Provide a configurable structure for modularized information processing
Complicated data processing involves many distinctive and repetitive steps. Each of these steps can be mapped to a software module that is independently developed and assembled for particular cases of data processing.
Given the elastic nature of cloud computing, it’s a perfect platform for data processing. We need a solution that is flexible in two ways:
1. Modularized components for data processing;
2. Configurable so that different modules can be re-used easily in various cases.
Define the key steps of processing and map each of them to a virtual machine. For better performance, one option is to have multiple VMs for one step but that may mean more work on coordination.
While deciding what steps are there, you need to think about not only the current project but also re-use of the corresponding virtual machines for future projects. It’s helpful to look beyond the immediate project and consider it from the perspective of the data processing and come up with re-usable virtual machines.
The topology of the pipeline is pretty straight forward. You have virtual machines in a line as shown below:
A variation of this serial structure illustrated above is to have multiple VMs in one step as a cluster to improve performance. All the virtual machines in one cluster will be the same configuration to simplify management.
As you can see, you need to flow information from one step to its next step. There are two types of flows: control flow and data flow. The control flow signals the completion of the current step so that its next step can get started. The data flow is the processed output data from the current step to its next step as input.
There are two different strategies for passing information. You can do it from a centralized repository or stream from one VM to the next. Here are the main things to consider:
2. Indirect messaging. It leverages standard messaging queues and decouples the sender (current VM) and receivers (next VMs). An added benefit is that the messages can be stored and delivered later in case the receiver is busy or offline.
3. DB sharing. It uses standard databases as the common information store. All the VMs involved in the processing should have access to the database.
5. Cloud storage. With this approach, you open an account with a service provider and store your data there.
So which one should you choose for your project? From a business perspective, these options all come with varying costs for development, initial setup and on-going maintenance. From a technical perspective, the major technical considerations in your choice are:
1. Amount of data. When there are huge amounts of data, you don’t want to move data from one VM to another very often. In that case, having a centralized database makes a lot of sense. Whenever you have a centralized data accessed by multiple parties, synchronization becomes critical for smooth processing.

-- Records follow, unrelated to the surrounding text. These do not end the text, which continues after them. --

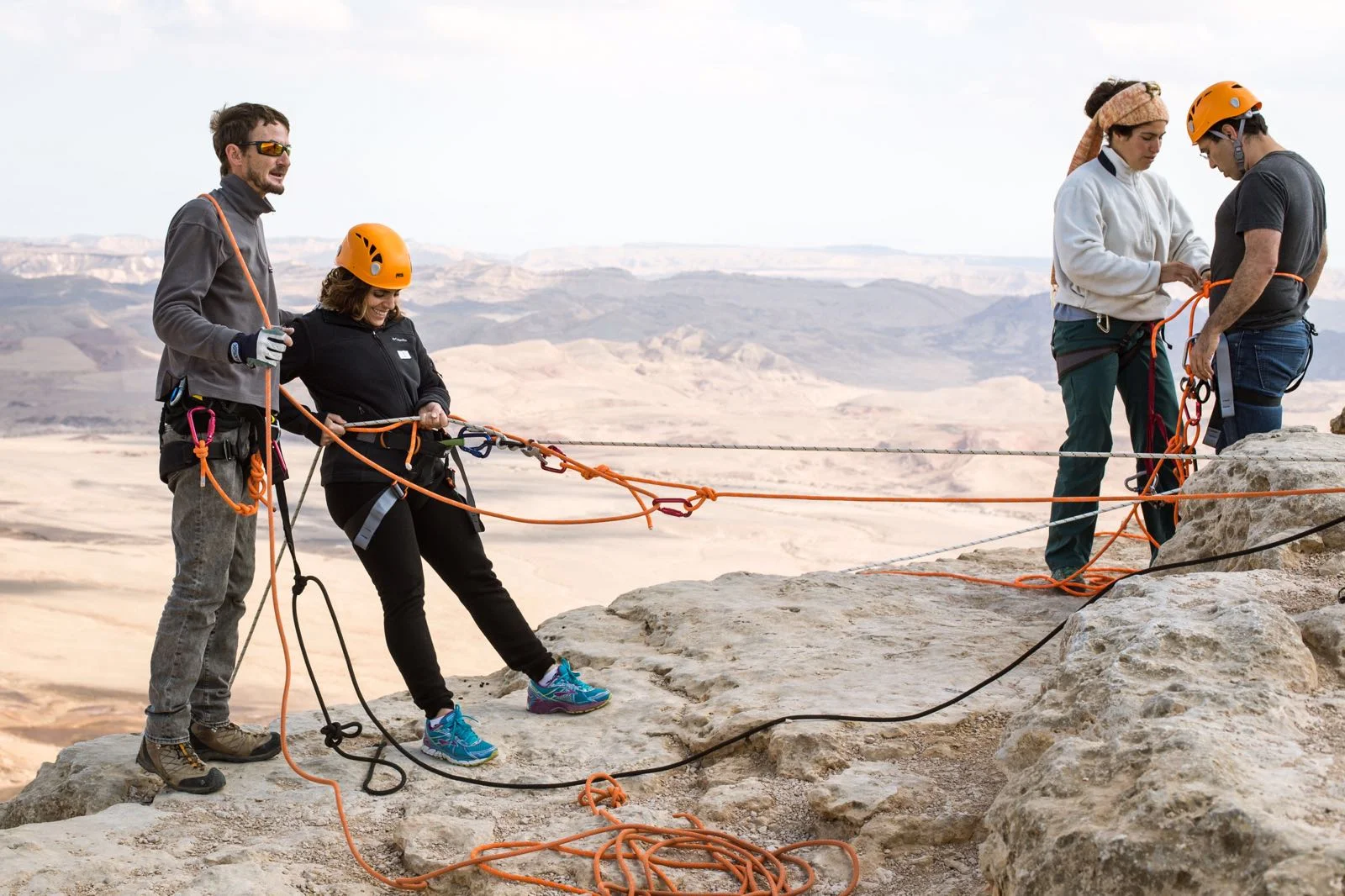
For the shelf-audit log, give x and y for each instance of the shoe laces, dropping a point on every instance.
(190, 756)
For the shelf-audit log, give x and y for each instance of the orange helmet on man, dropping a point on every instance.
(1219, 103)
(377, 255)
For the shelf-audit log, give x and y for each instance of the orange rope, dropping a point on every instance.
(636, 851)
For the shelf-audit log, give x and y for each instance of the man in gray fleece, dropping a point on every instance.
(212, 376)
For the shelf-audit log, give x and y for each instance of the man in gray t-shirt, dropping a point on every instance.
(1270, 248)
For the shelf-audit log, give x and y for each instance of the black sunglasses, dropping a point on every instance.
(269, 147)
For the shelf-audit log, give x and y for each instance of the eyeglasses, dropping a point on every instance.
(269, 147)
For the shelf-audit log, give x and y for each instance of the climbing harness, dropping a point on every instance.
(1223, 424)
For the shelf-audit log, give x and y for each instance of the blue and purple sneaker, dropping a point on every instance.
(565, 693)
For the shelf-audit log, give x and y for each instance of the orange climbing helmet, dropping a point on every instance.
(376, 255)
(1215, 104)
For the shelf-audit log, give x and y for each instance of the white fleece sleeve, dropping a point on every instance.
(1083, 255)
(1185, 245)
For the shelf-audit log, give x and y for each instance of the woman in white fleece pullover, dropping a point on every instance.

2. Timing requirement. If you have a demanding requirement on timing, you may want to consider direct messaging and sacrifice the benefits of decoupling your VMs.
As mentioned early, the control and data flows are two different flows. You can choose a different approach for either of them. For example, you choose messaging queue to pass on control messages and database for data flow.
If you don’t have complicated data processing, the simple and autonomous pipeline architecture may be good enough. If you have complicated data processing – for example, multiple pipelines interwoven together and data flows into different routes depending on current processing result. If that is the case, you may need a management application to manage and coordinate the processing.
Consider a VM pipeline pattern when you want to:
- Divide data processing into multiple steps that can map to virtual machines;
- Freely assemble and configure specialized VMs as steps of information processing;
- Easily isolate and encapsulate processing logics into VMs;
- Better control the resource allocation and management for processing efficiency;
- Design your system for better scalability.
Mapping each step into a virtual machine instead of a process has extra overheads that range from more storage consumption and slower performance due to runtime VM switching. You will also need extra IP addresses and see more network traffic. To manage these virtual machines, you may need to acquire or upgrade your management system. These are costs you should consider when considering this approach for scalable data processing.
It’s a common practice to use a process pipeline pattern for information processing. I personally haven’t read about use of this approach at the virtual machine level. If you have any examples to share, please feel free to leave a comment!
VM Factory: create new VM instances for each step.
Stateless VM: minimize the management of the VMs especially being used in one step.